A 'good' yield depends on your investment goal. In Sydney, 3–4% gross is typical. In Brisbane and Adelaide, 4–5.5% is achievable. Investors focused on capital growth accept lower yields; those focused on income target higher yields, often in regional or higher-yield markets.

What is the difference between gross and net yield?

Gross yield uses raw rental income. Net yield deducts ongoing costs (management fees, council rates, insurance, maintenance). A 4.5% gross yield may be only 2.5–3% net after costs. Use net yield for genuine return comparisons.

Does negative gearing make property investing worthwhile?

Negative gearing reduces your tax bill if you make a loss. But the underlying investment must produce capital growth to be profitable — negative gearing alone does not make a poor investment good. The tax saving only partially offsets the cash loss.

How does rental yield affect borrowing capacity?

Lenders count rental income at 80% of gross rent when assessing your borrowing capacity. A $26,000 gross rent becomes $20,800 in assessable income.

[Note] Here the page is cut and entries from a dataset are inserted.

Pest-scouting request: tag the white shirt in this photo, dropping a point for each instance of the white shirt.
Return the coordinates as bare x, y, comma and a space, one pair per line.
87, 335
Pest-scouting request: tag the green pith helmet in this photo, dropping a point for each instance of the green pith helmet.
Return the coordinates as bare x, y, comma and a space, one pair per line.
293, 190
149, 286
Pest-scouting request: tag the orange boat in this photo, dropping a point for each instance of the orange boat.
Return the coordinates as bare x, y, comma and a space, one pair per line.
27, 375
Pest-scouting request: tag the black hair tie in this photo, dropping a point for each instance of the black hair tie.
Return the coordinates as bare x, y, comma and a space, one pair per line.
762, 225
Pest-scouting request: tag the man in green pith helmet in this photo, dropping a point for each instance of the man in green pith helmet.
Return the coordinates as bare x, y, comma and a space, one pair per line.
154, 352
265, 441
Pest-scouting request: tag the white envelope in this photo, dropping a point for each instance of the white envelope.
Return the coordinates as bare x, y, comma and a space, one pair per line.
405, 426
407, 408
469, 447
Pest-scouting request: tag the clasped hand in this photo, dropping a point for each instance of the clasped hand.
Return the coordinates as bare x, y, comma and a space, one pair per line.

If costs exceed rental income (negative gearing), the shortfall is treated as a monthly commitment reducing your maximum loan.

Where these figures come from

Property and mortgage figures on this page are drawn from the Reserve Bank of Australia (rate data), APRA (serviceability and lending rules), the ATO (CGT and rental rules), and State Revenue Offices (stamp duty).

Last checked: April 2026. Rates and thresholds are reviewed against the source of record each November, when annual adjustments for the following tax year are published.